Recent Chinese economic data reveals that the second largest economy in the world is slowing down. This is a direct consequence of fewer purchases from a struggling European economy and worldwide economic slowdown. China missed its export and import projections.

China’s exports fell 3.3 percent from a year ago while imports tumbled 19.9 percent, well short of expectations, raising concerns about the health of the world’s second-largest economy.

Stocks are down on news of worldwide economic weakening. Our interest is in the Forex response to a Chinese economic slowdown.

Weakening Yuan

The Economic Times reports that the Yuan weakens due to poor trade data.

China’s yuan weakened slightly against the dollar on Monday after China published surprisingly weak January trade data on Sunday, and continued to trade near the limit of its daily trading band as the central bank held the exchange rate steady.

The China customs bureau reported that year-on-year exports and imports were down 3.3 and 19.9 per cent respectively, both missing analyst expectations by a wide margin.

Weakness in exports has fuelled speculation that China’s central bank might seek to guide the yuan lower.

Aside from a brief recovery in December, China’s export growth has been slowing since September, and Friday’s figure was the worst in nine months.

Over the decades of Chinese economic growth the People’s Bank of China has repeatedly intervened in currency markets to insure a weak Chinese currency which in turn make Chinese exports cheaper and served to aid Chinese growth. Now the Forex response to a Chinese economic slowdown will likely be more currency intervention in order to stimulate sales. The problem for China is that until the global economy strengthens it will be hard to sell more of anything to anyone.

Chinese Moving Assets Out of China and Out of Chinese Currency

As the Chinese economy weakens wealthy Chinese are buying property in the New York suburbs not to mention the US West Coast and London.

For the past several years, wealthy buyers from China have been purchasing investment properties and pieds-à-terre in luxurious Manhattan high-rises.
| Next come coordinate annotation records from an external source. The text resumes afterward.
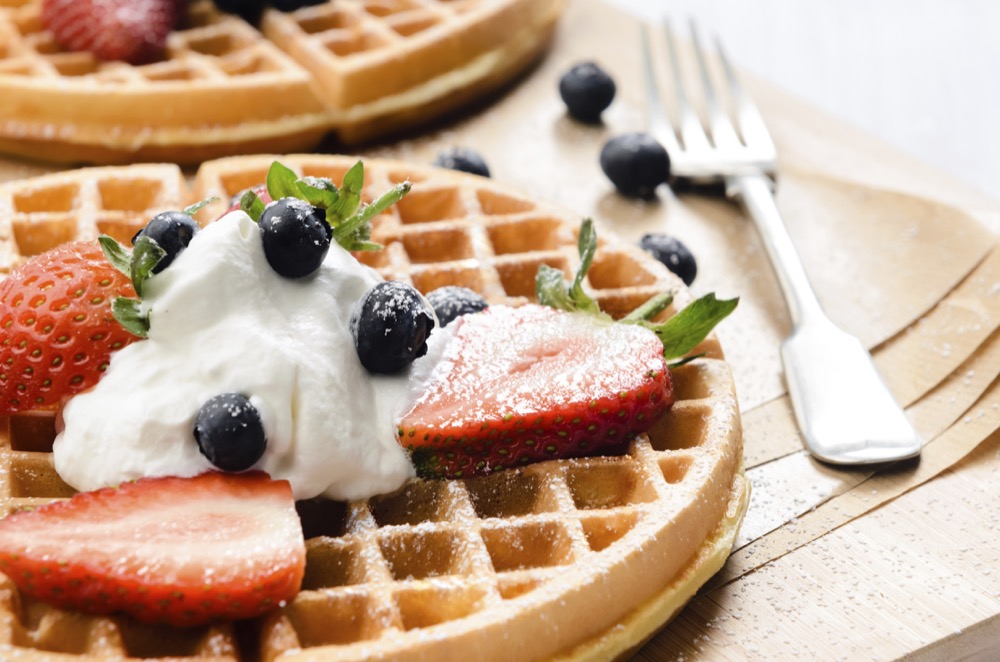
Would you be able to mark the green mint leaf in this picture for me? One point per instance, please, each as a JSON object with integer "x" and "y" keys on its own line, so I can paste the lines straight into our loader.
{"x": 682, "y": 332}
{"x": 653, "y": 307}
{"x": 191, "y": 210}
{"x": 587, "y": 246}
{"x": 550, "y": 286}
{"x": 319, "y": 191}
{"x": 146, "y": 255}
{"x": 282, "y": 182}
{"x": 252, "y": 205}
{"x": 350, "y": 196}
{"x": 129, "y": 314}
{"x": 356, "y": 230}
{"x": 550, "y": 289}
{"x": 119, "y": 256}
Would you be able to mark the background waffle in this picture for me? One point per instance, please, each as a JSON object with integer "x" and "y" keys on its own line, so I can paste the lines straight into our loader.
{"x": 356, "y": 67}
{"x": 578, "y": 558}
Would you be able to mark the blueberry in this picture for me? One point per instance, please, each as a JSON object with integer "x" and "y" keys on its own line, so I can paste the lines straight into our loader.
{"x": 173, "y": 231}
{"x": 451, "y": 302}
{"x": 390, "y": 325}
{"x": 636, "y": 164}
{"x": 296, "y": 237}
{"x": 587, "y": 90}
{"x": 463, "y": 159}
{"x": 249, "y": 10}
{"x": 292, "y": 5}
{"x": 672, "y": 253}
{"x": 229, "y": 432}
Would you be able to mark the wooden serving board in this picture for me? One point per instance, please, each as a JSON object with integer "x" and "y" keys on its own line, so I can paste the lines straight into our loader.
{"x": 831, "y": 563}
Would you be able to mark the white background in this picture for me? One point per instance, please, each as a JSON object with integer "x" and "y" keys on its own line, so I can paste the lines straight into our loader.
{"x": 922, "y": 75}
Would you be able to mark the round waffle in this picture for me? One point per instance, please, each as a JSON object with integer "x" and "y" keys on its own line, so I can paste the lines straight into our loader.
{"x": 359, "y": 68}
{"x": 579, "y": 559}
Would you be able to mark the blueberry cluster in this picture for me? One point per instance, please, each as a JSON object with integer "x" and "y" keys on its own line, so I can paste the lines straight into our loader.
{"x": 390, "y": 324}
{"x": 251, "y": 10}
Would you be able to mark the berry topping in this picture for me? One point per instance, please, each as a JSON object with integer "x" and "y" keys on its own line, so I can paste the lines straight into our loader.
{"x": 181, "y": 551}
{"x": 451, "y": 302}
{"x": 249, "y": 10}
{"x": 672, "y": 253}
{"x": 292, "y": 5}
{"x": 229, "y": 432}
{"x": 463, "y": 159}
{"x": 587, "y": 90}
{"x": 58, "y": 327}
{"x": 390, "y": 325}
{"x": 636, "y": 164}
{"x": 134, "y": 31}
{"x": 533, "y": 383}
{"x": 296, "y": 237}
{"x": 172, "y": 231}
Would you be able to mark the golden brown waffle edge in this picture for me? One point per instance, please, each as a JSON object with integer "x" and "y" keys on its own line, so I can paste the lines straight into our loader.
{"x": 579, "y": 558}
{"x": 359, "y": 68}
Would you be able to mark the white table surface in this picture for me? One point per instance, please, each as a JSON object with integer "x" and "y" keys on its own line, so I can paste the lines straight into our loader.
{"x": 921, "y": 75}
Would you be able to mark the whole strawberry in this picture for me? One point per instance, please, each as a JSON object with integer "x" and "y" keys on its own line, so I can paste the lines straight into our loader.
{"x": 58, "y": 331}
{"x": 134, "y": 31}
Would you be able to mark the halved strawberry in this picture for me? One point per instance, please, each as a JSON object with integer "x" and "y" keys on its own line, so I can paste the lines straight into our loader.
{"x": 134, "y": 31}
{"x": 534, "y": 383}
{"x": 57, "y": 328}
{"x": 180, "y": 551}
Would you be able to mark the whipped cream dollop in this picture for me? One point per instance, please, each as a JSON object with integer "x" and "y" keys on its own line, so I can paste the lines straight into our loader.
{"x": 221, "y": 320}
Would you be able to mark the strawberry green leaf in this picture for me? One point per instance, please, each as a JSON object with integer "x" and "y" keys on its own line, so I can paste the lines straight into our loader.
{"x": 252, "y": 205}
{"x": 119, "y": 256}
{"x": 129, "y": 314}
{"x": 319, "y": 191}
{"x": 647, "y": 311}
{"x": 191, "y": 210}
{"x": 282, "y": 182}
{"x": 682, "y": 332}
{"x": 146, "y": 255}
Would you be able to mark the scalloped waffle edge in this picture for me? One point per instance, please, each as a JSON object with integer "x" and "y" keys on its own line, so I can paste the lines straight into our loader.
{"x": 358, "y": 68}
{"x": 577, "y": 559}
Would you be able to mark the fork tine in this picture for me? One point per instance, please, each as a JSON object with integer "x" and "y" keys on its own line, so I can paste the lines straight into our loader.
{"x": 692, "y": 133}
{"x": 751, "y": 123}
{"x": 658, "y": 119}
{"x": 723, "y": 133}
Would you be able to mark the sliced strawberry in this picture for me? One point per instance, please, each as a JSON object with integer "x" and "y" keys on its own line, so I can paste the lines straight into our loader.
{"x": 134, "y": 31}
{"x": 58, "y": 329}
{"x": 180, "y": 551}
{"x": 532, "y": 383}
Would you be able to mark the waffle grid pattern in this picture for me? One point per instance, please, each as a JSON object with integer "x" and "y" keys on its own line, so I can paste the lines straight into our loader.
{"x": 439, "y": 566}
{"x": 214, "y": 46}
{"x": 358, "y": 67}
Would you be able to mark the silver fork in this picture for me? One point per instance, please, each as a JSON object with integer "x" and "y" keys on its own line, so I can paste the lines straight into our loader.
{"x": 844, "y": 410}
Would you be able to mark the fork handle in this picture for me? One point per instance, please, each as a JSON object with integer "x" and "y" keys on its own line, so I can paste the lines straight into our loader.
{"x": 845, "y": 411}
{"x": 756, "y": 193}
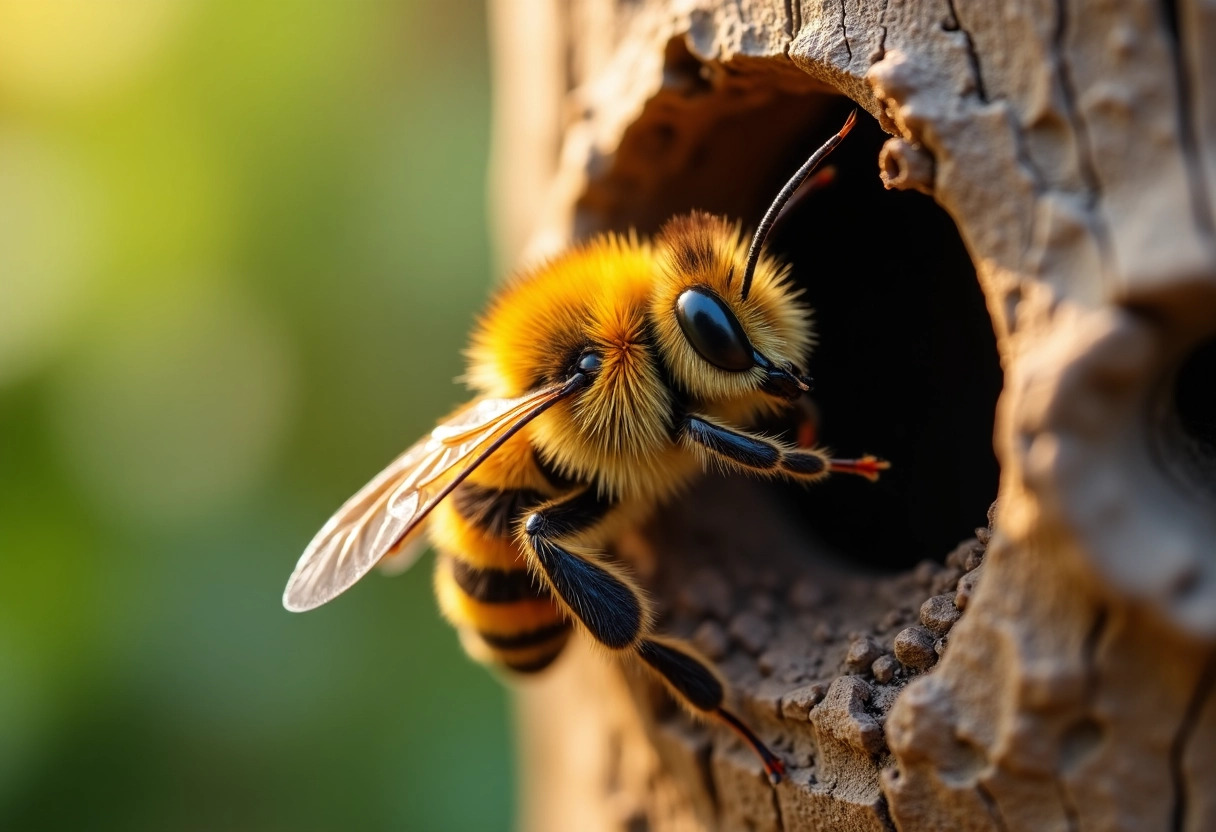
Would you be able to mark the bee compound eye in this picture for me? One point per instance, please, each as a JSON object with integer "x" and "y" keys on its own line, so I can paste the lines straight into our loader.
{"x": 590, "y": 364}
{"x": 714, "y": 331}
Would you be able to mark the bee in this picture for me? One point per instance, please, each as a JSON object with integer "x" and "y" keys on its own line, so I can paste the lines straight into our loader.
{"x": 607, "y": 380}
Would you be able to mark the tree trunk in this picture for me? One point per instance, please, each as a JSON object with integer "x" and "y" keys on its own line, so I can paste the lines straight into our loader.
{"x": 1069, "y": 151}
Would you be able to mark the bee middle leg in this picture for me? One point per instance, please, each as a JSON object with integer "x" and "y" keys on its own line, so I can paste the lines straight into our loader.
{"x": 694, "y": 682}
Lately, though, some have moved their portfolios east to the exclusive enclaves of Long Island, springing for the pricey houses of the North Shore’s Gold Coast.

Some Chinese buyers are parking money in what they see as a low-risk investment. Others are seeking a trophy home. Still others are intent on living in these places full time while their children attend the area’s high-performing schools.

This a roundabout Forex response to a Chinese economic slowdown but what is happening is that people who have made their fortunes during the heyday of Chinese economic growth are taking their Yuan an buying US dollars (or British Pounds) and then picking up investment property in New York, Chicago, Los Angeles or London to mention a few places. This is probably a small part of a flight of capital from China to anywhere else that does not have an impending collapse of its real estate bubble, stock prices and currency. The Forex response to a Chinese economic slowdown is already happening as Chinese convert their currency a invest, bank and even live offshore.